DAVID LIVINGSTONE. London, Oct., 1857.
Preface.
When honored with a special meeting of welcome by the Royal
Geographical Society a few days after my arrival in London in
December last, Sir Roderick Murchison, the President, invited me to
give the world a narrative of my travels; and at a similar meeting of the
Directors of the London Missionary Society I publicly stated my
intention of sending a book to the press, instead of making many of
those public appearances which were urged upon me. The preparation
of this narrative* has taken much longer time than, from my
inexperience in authorship, I had anticipated.
-- * Several attempts having been made to impose upon the public, as
mine, spurious narratives of my travels, I beg to tender my thanks to
the editors of the `Times' and of the `Athenaeum' for aiding to expose
them, and to the booksellers of London for refusing to SUBSCRIBE for
any copies. --
Greater smoothness of diction and a saving of time might have been
secured by the employment of a person accustomed to compilation; but
my journals having been kept for my own private purposes, no one else
could have made use of them, or have entered with intelligence into the
circumstances in which I was placed in Africa, far from any European
companion. Those who have never carried a book through the press can
form no idea of the amount of toil it involves. The process has
increased my respect for authors and authoresses a thousand-fold.
I can not refrain from referring, with sentiments of admiration and
gratitude, to my friend Thomas Maclear, Esq., the accomplished
Astronomer Royal at the Cape. I shall never cease to remember his
instructions and help with real gratitude. The intercourse I had the
privilege to enjoy at the Observatory enabled me to form an idea of the
almost infinite variety of acquirements necessary to form a true and
great astronomer, and I was led to the conviction that it will be long
before the world becomes overstocked with accomplished members of
that profession.

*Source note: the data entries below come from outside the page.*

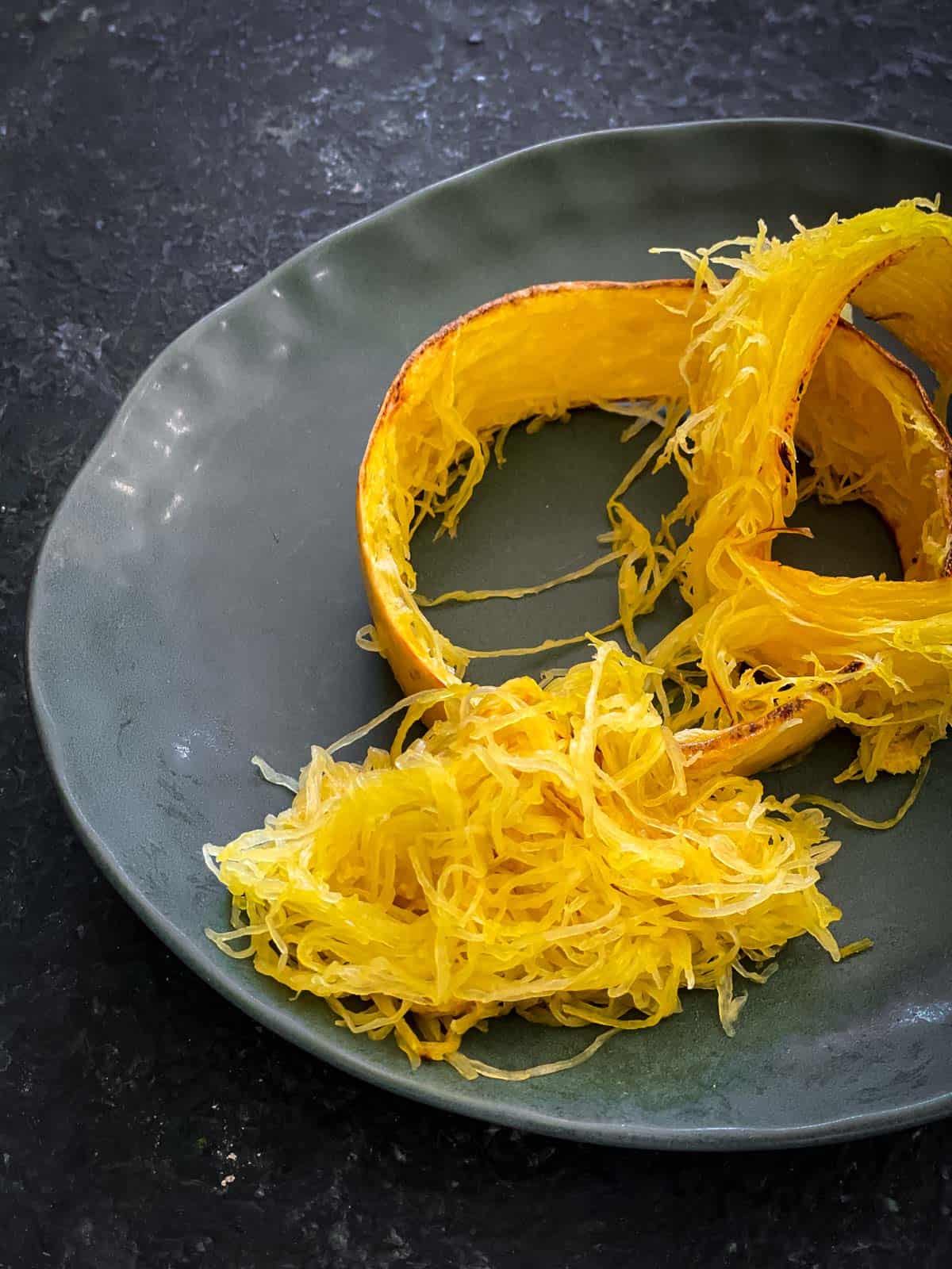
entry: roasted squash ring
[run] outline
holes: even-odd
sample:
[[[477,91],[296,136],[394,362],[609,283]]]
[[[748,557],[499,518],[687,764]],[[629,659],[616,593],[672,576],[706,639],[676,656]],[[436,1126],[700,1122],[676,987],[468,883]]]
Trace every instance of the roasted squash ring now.
[[[479,480],[493,438],[522,419],[677,395],[692,326],[708,303],[706,288],[680,280],[533,287],[467,313],[407,358],[377,418],[357,497],[376,640],[405,692],[452,684],[466,671],[465,654],[434,629],[414,596],[409,546],[420,491],[446,490],[447,473],[473,453],[467,478]],[[849,480],[866,466],[872,476],[863,497],[894,529],[906,576],[942,576],[952,541],[944,429],[915,377],[849,324],[834,322],[821,353],[805,395],[801,442],[821,476]],[[793,485],[788,437],[792,429],[774,448],[782,499]],[[762,693],[751,716],[739,711],[735,723],[718,717],[713,727],[684,728],[685,764],[753,772],[788,756],[833,725],[831,698],[844,695],[839,683],[862,669],[845,657],[836,683],[773,700]],[[848,689],[845,695],[852,704]]]

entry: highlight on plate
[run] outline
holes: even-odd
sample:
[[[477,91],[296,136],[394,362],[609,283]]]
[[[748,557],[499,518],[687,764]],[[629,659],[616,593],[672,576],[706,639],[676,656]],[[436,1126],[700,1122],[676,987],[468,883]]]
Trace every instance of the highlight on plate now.
[[[952,714],[952,218],[910,199],[833,216],[787,240],[677,255],[691,277],[565,282],[504,296],[405,362],[371,433],[357,532],[372,624],[407,693],[327,747],[300,780],[263,773],[292,805],[204,848],[231,892],[208,937],[340,1025],[392,1037],[418,1066],[522,1080],[575,1066],[619,1030],[654,1027],[682,991],[716,991],[732,1034],[791,939],[839,961],[842,915],[820,867],[825,811],[889,829],[918,793]],[[856,306],[928,364],[910,369],[844,316]],[[631,415],[650,444],[605,508],[600,552],[562,577],[425,600],[410,544],[454,534],[506,435],[585,405]],[[810,457],[800,478],[796,453]],[[675,463],[685,494],[650,533],[623,500]],[[891,528],[904,580],[829,577],[770,558],[797,503],[862,499]],[[518,600],[614,567],[618,617],[584,628],[590,660],[480,685],[491,654],[426,615],[447,599]],[[638,618],[677,585],[691,615],[655,647]],[[584,627],[584,615],[580,624]],[[609,637],[612,636],[612,637]],[[627,647],[623,647],[627,645]],[[391,714],[388,750],[336,756]],[[426,725],[411,740],[415,725]],[[873,822],[821,797],[768,796],[758,772],[833,727],[856,758],[840,780],[916,773]],[[875,931],[869,931],[875,933]],[[564,1062],[503,1070],[463,1052],[503,1014],[597,1027]],[[647,1042],[647,1041],[646,1041]]]

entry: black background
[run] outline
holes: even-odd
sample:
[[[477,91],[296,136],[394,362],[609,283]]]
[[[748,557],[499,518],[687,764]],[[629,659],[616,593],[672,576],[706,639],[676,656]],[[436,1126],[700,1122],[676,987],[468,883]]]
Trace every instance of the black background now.
[[[400,1101],[253,1027],[95,872],[25,702],[39,537],[174,335],[472,164],[749,114],[952,142],[952,5],[0,5],[4,1269],[952,1261],[952,1123],[622,1152]]]

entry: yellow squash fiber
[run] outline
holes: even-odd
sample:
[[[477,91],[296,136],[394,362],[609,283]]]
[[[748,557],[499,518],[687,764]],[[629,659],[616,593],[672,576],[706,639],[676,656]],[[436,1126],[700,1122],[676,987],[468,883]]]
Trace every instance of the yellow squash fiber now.
[[[911,372],[842,312],[852,299],[904,339],[942,405],[952,221],[906,202],[683,255],[693,279],[533,287],[407,358],[357,497],[373,618],[360,642],[409,693],[397,737],[362,764],[334,756],[382,716],[314,749],[288,811],[206,848],[234,901],[234,929],[209,938],[325,997],[341,1025],[395,1036],[413,1062],[550,1074],[654,1025],[691,987],[717,991],[730,1032],[735,975],[763,980],[791,938],[809,933],[834,959],[859,950],[838,948],[839,912],[816,888],[836,849],[824,815],[751,777],[843,725],[859,739],[843,778],[920,780],[951,721],[952,450]],[[512,426],[590,404],[658,433],[608,503],[603,556],[551,584],[617,565],[617,627],[635,648],[669,582],[692,614],[650,654],[593,638],[590,662],[545,685],[465,683],[479,654],[424,614],[413,537],[434,520],[456,532]],[[795,445],[812,459],[800,487]],[[622,501],[652,462],[687,481],[654,537]],[[876,506],[905,580],[773,562],[814,491]],[[480,594],[493,591],[457,598]],[[603,1030],[546,1067],[461,1052],[470,1028],[513,1010]]]
[[[685,780],[650,676],[602,643],[547,688],[419,694],[391,753],[360,765],[315,749],[289,810],[207,848],[236,926],[209,937],[325,996],[352,1030],[467,1076],[543,1074],[459,1052],[512,1010],[611,1033],[654,1025],[697,986],[732,1032],[735,973],[762,980],[803,933],[839,958],[840,914],[816,888],[838,844],[820,811],[755,780]],[[437,699],[446,718],[404,747]]]

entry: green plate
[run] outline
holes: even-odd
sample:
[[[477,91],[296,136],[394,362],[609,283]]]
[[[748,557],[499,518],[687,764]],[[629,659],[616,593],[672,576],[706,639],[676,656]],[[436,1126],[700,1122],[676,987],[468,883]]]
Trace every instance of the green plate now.
[[[952,150],[835,123],[755,121],[552,142],[415,194],[302,251],[171,344],[146,371],[60,508],[39,558],[29,679],[39,731],[96,863],[183,961],[253,1019],[363,1079],[447,1109],[588,1141],[673,1148],[784,1146],[920,1123],[952,1107],[952,764],[892,832],[847,825],[825,890],[833,964],[798,940],[755,989],[737,1037],[710,995],[594,1061],[528,1084],[411,1072],[391,1043],[336,1028],[204,938],[223,893],[201,846],[284,805],[249,758],[296,769],[396,699],[354,646],[367,619],[354,478],[404,357],[458,313],[534,282],[678,272],[652,245],[696,246],[764,217],[816,222],[901,197],[952,194]],[[421,586],[508,585],[594,555],[602,504],[631,462],[618,420],[583,412],[514,437],[453,543],[420,544]],[[646,514],[671,496],[636,490]],[[892,567],[878,520],[839,509],[801,562]],[[446,612],[482,646],[590,628],[612,579],[528,605]],[[671,619],[673,610],[658,619]],[[486,673],[514,673],[495,662]],[[819,788],[849,751],[831,740],[778,788]],[[852,789],[852,787],[850,787]],[[887,811],[900,782],[852,789]],[[836,831],[839,831],[836,829]],[[236,1030],[248,1025],[237,1014]],[[576,1052],[585,1033],[514,1019],[471,1051],[519,1067]]]

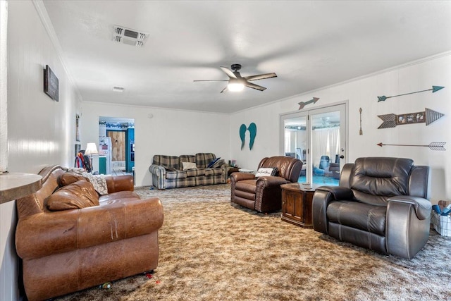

Let them be always honored according to their deserts;
and long may Maclear, Herschel, Airy, and others live to make known
the wonders and glory of creation, and to aid in rendering the pathway
of the world safe to mariners, and the dark places of the earth open to
Christians!
I beg to offer my hearty thanks to my friend Sir Roderick Murchison,
and also to Dr. Norton Shaw, the secretary of the Royal Geographical
Society, for aiding my researches by every means in their power.
His faithful majesty Don Pedro V., having kindly sent out orders to
support my late companions until my return, relieved my mind of
anxiety on their account. But for this act of liberality, I should certainly
have been compelled to leave England in May last; and it has afforded
me the pleasure of traveling over, in imagination, every scene again,
and recalling the feelings which actuated me at the time. I have much
pleasure in acknowledging my deep obligations to the hospitality and
kindness of the Portuguese on many occasions.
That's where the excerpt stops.